Stresa worked its old world magic on two young travelers.  The town’s meandering streets, filled with restaurants, bakeries, and souvenir shops, curve around the palm tree-lined shore. Above tropical Stresa, the snow-capped Italian Alps loom above the lake.

Three generations of family in Stresa

Stresa’s jewels are three islands in the middle of the lake: Isola Bella, Isola Madre, and Isola dei Pescatori. The 18th-century Palazzo Borromeo on Isola Bella was planned by Count Vitaliano Borromeo as a “palace of delights.” Isola Madre is Bella’s staid aunt,  with a relatively modest house and expansive gardens. Pescatori, a working fisherman’s island with a year round population of 25, has restaurants with local seafood caught daily in the lake.

Stresa’s physical beauty and historic sites are astonishing, but 50 years later these are the memories that still inhabit my dreams:  languid afternoons spent on the beach, the evening passeggiata on the wide promenade  (mandatory gelato in hand), a leisurely outdoor lunch on Pescatori eating frito misto, the brightest, whitest moon shining down on the lake, illuminating Isola Bella.  

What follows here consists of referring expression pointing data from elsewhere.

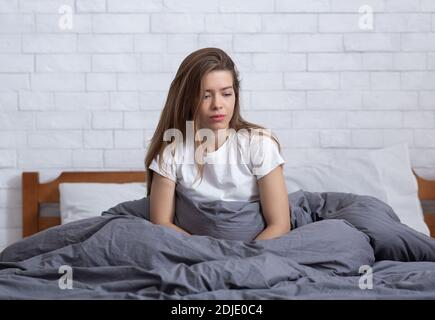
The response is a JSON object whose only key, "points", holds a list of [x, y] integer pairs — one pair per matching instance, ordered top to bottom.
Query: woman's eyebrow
{"points": [[220, 89]]}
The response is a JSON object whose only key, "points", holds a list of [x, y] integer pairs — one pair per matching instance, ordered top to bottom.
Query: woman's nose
{"points": [[217, 103]]}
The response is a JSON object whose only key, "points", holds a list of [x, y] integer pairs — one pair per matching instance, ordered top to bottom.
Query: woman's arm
{"points": [[162, 202], [274, 204]]}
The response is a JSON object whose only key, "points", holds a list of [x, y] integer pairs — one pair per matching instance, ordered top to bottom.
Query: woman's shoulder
{"points": [[249, 137]]}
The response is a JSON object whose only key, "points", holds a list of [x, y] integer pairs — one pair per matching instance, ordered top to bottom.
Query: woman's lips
{"points": [[217, 118]]}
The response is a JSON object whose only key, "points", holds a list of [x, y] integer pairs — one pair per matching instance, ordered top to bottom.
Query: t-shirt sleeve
{"points": [[265, 155], [168, 168]]}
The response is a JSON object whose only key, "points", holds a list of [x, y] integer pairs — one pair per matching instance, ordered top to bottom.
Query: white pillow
{"points": [[384, 173], [86, 200]]}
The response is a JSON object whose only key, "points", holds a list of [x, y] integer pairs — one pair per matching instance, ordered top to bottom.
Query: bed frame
{"points": [[35, 194]]}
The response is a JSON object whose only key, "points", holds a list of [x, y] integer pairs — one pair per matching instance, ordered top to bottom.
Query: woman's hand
{"points": [[274, 204]]}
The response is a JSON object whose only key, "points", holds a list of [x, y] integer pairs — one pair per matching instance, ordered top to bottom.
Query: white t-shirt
{"points": [[230, 172]]}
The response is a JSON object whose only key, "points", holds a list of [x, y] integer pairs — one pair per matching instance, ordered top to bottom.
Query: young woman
{"points": [[203, 102]]}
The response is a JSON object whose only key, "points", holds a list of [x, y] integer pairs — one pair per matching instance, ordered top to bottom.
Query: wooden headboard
{"points": [[35, 194]]}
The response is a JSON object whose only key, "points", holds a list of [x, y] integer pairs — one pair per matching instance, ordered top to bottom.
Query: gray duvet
{"points": [[342, 246]]}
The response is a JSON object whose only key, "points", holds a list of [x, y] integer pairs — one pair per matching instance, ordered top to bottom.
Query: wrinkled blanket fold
{"points": [[121, 255]]}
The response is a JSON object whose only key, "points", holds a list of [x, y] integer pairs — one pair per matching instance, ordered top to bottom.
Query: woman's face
{"points": [[218, 98]]}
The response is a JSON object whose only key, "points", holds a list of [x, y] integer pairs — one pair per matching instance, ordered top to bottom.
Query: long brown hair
{"points": [[184, 98]]}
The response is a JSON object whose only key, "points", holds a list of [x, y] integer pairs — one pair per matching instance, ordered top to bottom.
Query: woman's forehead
{"points": [[218, 80]]}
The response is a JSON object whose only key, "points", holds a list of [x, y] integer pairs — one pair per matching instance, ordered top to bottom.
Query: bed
{"points": [[41, 200], [377, 258]]}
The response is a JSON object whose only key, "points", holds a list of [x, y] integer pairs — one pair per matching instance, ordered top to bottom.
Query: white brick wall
{"points": [[89, 97]]}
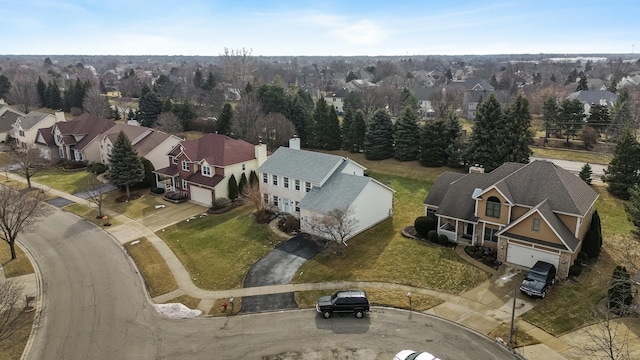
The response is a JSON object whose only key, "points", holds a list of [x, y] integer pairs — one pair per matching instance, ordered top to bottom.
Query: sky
{"points": [[318, 28]]}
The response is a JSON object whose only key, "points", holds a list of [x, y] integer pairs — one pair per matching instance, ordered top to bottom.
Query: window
{"points": [[493, 207], [535, 226], [490, 234]]}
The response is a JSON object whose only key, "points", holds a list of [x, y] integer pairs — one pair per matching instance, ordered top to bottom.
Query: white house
{"points": [[309, 184]]}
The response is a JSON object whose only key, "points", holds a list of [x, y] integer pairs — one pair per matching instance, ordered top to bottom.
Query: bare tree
{"points": [[24, 93], [96, 104], [169, 123], [252, 193], [19, 211], [338, 224], [12, 316]]}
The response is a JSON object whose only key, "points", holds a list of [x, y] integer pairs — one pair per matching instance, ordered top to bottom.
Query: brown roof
{"points": [[216, 150]]}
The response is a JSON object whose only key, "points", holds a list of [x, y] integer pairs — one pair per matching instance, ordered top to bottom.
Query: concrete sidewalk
{"points": [[482, 309]]}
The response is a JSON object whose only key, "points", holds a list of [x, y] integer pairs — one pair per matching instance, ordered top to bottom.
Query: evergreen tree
{"points": [[582, 84], [42, 88], [149, 107], [571, 117], [223, 125], [347, 127], [516, 132], [407, 135], [378, 142], [433, 143], [484, 147], [125, 168], [623, 171], [586, 173], [253, 178], [242, 185], [233, 188], [632, 207]]}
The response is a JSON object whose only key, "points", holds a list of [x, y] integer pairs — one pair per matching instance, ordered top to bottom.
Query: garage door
{"points": [[200, 195], [527, 256]]}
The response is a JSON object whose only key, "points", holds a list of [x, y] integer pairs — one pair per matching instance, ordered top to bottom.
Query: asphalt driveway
{"points": [[277, 268]]}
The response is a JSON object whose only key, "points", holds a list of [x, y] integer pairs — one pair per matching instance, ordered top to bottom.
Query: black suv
{"points": [[538, 280], [354, 301]]}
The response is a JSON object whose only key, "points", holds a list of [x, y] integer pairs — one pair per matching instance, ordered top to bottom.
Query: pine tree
{"points": [[223, 125], [358, 131], [516, 132], [407, 135], [378, 142], [484, 143], [125, 168], [623, 171], [586, 173], [242, 185], [233, 188], [632, 207]]}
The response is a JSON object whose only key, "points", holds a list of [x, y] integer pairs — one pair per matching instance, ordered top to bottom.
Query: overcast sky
{"points": [[332, 27]]}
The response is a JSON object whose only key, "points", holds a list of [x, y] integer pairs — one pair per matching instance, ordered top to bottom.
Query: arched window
{"points": [[493, 207]]}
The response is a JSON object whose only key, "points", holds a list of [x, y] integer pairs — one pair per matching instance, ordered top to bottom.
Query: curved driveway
{"points": [[94, 307]]}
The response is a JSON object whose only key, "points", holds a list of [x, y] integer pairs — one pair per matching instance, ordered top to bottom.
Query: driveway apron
{"points": [[278, 268]]}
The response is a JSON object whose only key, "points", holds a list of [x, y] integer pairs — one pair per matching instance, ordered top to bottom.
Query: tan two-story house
{"points": [[526, 212]]}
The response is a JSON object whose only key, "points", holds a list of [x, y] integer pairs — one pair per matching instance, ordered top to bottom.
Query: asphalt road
{"points": [[94, 307]]}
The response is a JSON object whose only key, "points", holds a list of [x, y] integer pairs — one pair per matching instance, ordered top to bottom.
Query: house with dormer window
{"points": [[201, 168], [308, 185], [525, 212]]}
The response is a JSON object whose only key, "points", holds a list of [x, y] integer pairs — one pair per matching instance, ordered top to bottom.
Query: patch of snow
{"points": [[176, 311]]}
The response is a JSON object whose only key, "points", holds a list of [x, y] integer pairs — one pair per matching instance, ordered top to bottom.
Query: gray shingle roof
{"points": [[301, 164], [340, 191]]}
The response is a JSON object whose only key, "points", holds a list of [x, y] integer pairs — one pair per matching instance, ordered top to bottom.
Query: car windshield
{"points": [[536, 276]]}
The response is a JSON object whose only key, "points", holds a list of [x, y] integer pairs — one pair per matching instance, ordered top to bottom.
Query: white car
{"points": [[412, 355]]}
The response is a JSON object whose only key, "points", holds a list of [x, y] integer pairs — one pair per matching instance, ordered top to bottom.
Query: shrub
{"points": [[98, 168], [423, 224], [432, 236], [442, 239], [575, 270]]}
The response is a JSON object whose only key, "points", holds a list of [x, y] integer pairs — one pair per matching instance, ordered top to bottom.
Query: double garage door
{"points": [[527, 256]]}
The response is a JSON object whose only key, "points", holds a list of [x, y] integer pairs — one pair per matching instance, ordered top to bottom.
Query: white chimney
{"points": [[294, 143]]}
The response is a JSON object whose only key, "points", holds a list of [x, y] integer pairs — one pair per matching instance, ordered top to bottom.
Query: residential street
{"points": [[94, 307]]}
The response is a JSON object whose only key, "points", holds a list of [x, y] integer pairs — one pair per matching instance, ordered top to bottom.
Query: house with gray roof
{"points": [[310, 185], [525, 212]]}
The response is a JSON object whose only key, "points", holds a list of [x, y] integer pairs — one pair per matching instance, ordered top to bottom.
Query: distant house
{"points": [[589, 98], [8, 118], [27, 126], [75, 139], [152, 144], [202, 168], [308, 185], [526, 212]]}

Yes, reader, I married him. In 1992 we returned, with three daughters in tow including our eldest, 14 and at the peak of eye-rolling adolescence. But Stresa, again, worked its magic and cast its spell on our skeptical teenager. On the ferry ride from Isola Bella to Stresa she said, “Some day I’ll have a daughter and name her Isabella.”

In 2019 we returned to Italy with our daughters, our son-in-law and our two granddaughters, Isabella, 12, and Alessandra, 8. (Yes, she named her eldest Isabella.) On our last afternoon on Lago Maggiore’s rocky beach, Isabella took a photo of the spot and said, “Someday, I’ll come back here.”